French neo-fascist movement

Social Bastion (French: Bastion Social) was a French political movement founded in 2017 by former members of the far-right student association Groupe Union Défense (GUD) and dissolved by official decree in 2019 after several racially motivated attacks committed by its members. The movement advocated nativism and remigration.

Inspired by the Italian movement CasaPound, with which they maintained ties, Social Bastion used similar political actions such as squatting, demonstrations, and humanitarian aid restricted to white homeless people. The group was also close to the Belgian Nation Movement and the Swiss Résistance Helvétique.

== History ==
Social Bastion was founded in 2017 by Steven Bissuel, a former president of the GUD in Lyon, and later spread to other French cities such as Chambéry, Strasbourg, Aix-en-Provence, Clermont-Ferrand and Marseille.
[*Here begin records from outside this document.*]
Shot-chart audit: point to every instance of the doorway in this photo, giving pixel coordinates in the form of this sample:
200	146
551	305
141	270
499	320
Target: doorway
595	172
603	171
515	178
Valentin Linder became its new leader in 2018.

Social Bastion was banned by the French government on 24 April 2019, along with six other far-right groups, due to the involvement of several of its members in acts of violence. Despite this, the movement has survived under different structures, growing from 6 to 15 local branches. As of November 2020, legal proceedings are under way for "reconstitution of a disbanded group".

== Convictions ==
On 12 December 2017, a leader of the Strasburg branch of Bastion Social was convicted to 8 months in prison for the assault of a young man of Algerian origin. On 27 June 2018, two founding members of the Marseille branch were convicted to 6 months in prison for the aggression of an off-duty gendarme and a Black Guadeloupean man. In October 2018, a member of the Clermont-Ferrand branch was convicted to 1 year in prison for two racially motivated attacks.